# AppStore 
As of 2022, Apple's App Store was home to some 1.76 million apps and over 460,000 games. The aim of this exercise is to obtain app rating and review data for select categories for sentiment analysis, product analytics, opportunity discovery, and selection.  Our data acquisition centers on three entities: AppData, Rating, and Review, which are described below.

## AppData
The AppData entity encapsulates the core data for each app and is defined as follows.  

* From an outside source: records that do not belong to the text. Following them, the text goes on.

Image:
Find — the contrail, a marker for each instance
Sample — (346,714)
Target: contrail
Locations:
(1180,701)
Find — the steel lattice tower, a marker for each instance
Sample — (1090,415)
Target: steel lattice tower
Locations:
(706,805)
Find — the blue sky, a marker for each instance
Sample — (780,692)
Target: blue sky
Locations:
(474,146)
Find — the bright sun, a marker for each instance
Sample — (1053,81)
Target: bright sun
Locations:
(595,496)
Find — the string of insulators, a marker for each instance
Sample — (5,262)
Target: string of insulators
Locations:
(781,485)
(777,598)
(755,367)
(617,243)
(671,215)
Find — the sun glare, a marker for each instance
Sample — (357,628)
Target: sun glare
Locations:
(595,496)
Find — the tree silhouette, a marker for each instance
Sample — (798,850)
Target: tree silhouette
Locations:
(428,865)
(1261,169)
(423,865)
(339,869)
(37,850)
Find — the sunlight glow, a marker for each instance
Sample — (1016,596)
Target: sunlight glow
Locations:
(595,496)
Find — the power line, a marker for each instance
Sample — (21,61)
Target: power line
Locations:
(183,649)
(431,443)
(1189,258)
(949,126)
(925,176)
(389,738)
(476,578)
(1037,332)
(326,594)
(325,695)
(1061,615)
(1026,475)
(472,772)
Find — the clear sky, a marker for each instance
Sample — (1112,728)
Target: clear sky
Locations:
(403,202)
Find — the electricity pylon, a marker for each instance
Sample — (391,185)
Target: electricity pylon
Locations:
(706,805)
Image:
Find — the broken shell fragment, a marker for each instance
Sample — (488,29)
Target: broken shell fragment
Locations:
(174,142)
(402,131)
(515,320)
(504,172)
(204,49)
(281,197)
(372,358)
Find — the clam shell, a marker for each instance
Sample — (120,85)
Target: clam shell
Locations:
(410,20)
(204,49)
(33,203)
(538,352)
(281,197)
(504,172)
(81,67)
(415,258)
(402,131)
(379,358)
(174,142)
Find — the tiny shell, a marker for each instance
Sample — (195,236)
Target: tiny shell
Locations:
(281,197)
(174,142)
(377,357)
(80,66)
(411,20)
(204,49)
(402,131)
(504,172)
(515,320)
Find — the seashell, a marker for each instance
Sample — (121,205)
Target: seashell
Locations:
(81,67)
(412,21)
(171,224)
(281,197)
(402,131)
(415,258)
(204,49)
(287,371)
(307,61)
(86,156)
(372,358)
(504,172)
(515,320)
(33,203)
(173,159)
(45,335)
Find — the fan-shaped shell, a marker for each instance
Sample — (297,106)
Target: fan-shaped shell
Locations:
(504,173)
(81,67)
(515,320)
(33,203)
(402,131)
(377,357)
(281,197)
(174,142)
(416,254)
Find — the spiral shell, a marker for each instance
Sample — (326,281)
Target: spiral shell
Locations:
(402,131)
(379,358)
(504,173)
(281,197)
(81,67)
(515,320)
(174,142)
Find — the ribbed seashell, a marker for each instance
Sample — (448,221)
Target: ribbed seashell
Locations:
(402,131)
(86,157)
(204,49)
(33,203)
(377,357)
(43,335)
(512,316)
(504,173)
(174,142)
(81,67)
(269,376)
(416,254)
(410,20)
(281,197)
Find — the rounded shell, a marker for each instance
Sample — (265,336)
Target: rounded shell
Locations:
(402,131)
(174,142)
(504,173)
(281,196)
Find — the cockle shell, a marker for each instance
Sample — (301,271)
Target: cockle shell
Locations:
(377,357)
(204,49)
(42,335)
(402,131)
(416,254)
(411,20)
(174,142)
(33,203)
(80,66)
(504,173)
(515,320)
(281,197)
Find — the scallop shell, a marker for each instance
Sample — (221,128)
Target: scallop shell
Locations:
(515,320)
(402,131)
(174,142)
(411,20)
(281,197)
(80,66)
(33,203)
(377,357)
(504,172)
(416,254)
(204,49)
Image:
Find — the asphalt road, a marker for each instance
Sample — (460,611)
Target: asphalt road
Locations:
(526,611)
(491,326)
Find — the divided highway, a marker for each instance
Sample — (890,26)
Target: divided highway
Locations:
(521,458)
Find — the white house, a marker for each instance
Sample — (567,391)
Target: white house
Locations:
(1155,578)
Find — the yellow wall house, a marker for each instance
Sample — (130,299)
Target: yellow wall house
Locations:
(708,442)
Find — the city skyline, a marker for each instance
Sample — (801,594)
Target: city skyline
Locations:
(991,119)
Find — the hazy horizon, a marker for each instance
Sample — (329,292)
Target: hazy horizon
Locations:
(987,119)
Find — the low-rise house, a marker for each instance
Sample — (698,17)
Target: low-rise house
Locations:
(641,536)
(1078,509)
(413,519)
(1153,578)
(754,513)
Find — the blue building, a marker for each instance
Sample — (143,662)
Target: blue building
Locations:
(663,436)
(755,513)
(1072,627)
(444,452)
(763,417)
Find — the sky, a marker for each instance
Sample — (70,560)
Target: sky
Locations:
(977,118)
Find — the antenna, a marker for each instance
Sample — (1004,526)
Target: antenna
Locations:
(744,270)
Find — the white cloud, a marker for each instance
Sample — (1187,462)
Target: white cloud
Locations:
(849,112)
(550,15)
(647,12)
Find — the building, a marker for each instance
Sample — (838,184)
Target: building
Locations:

| #  | attribute     | type  | description                                  | API Field         |
|----|---------------|-------|----------------------------------------------|-------------------|
| 1  | id:           | int   | Unique Apple App Identifier                  | trackId           |
| 2  | name:         | str   | Name of the app.                             | trackName         |
| 3  | description:  | str   | Description                                  | description       |
| 4  | category_id:  | int   | Four digit category identifier               | primaryGenreId    |
| 5  | category:     | str   | Category name                                | primaryGenreName  |
| 6  | price:        | float | Cost of the app                              | price             |
| 7  | rating:       | float | The user average rating                      | averageUserRating |
| 8  | ratings:      | int   | The rating count                             | userRatingCount   |
| 9  | developer_id: | int   | The app developer identifier                 | artistId          |
| 10 | developer:    | str   | The app developer name                       | artistName        |
| 11 | released:     | str   | The date of initial release                  | releaseDate       |
| 12 | source:       | str   | The host from which the data were obtained.  | itunes.apple.com  |

The data acquisition pipeline will obtain app data for the following categories and persist them in an RDBMS table.

1. business
2. education
3. entertainment
4. health
5. lifestyle
6. medical
7. productivity
9. social_networking


### Imports

In [1]:
from aimobile.data.appstore.controller import AppStoreAppController
from aimobile.container import AIMobileContainer

In [2]:
TERMS = ["health", "productivity", "social", "business", "education", "entertainment", "lifestyle", "medical"]

### Dependencies

In [3]:
container = AIMobileContainer()
container.init_resources()
container.wire(packages=["aimobile.service.appstore"])

### AppData Scraper
AppStoreAppController object iterates through the above TERMs, engaging a scraper to extract the app data described above from the App Store. The results are persisted in an RDBMS and archived.

In [4]:
controller = AppStoreAppController()
controller.scrape(terms=TERMS)
controller.summarize()


[04/26/2023 08:00:22 PM] [INFO] [AppStoreAppController] [scrape] : 

Appstore AppData Scraped Status is Complete. Skipping App Store App Data Scraping Operation.


Unnamed: 0,Category,App Count,Average Rating,Average Rating Count,Total Rating Count
0,Medical,71617,1.52,405.38,29032210
1,Health & Fitness,40353,3.03,3660.09,147695666
2,Social Networking,31615,2.93,2037.27,64408273
3,Business,22314,3.18,2877.8,64215156
4,Education,20386,3.16,3225.57,65756519
5,Games,19856,4.16,12395.58,246126698
6,Productivity,13279,3.58,5559.64,73826499
7,Lifestyle,12260,3.48,6686.94,81981934
8,Utilities,9901,3.24,4712.43,46657724
9,Entertainment,8345,3.76,12445.95,103861437


### AppData Exploration

In [5]:
repo = container.data.appdata_repo()
repo.dedup()

[04/26/2023 08:02:38 PM] [INFO] [AppStoreAppDataRepo] [dedup] : Removed 131105 duplicates from the appdata repository.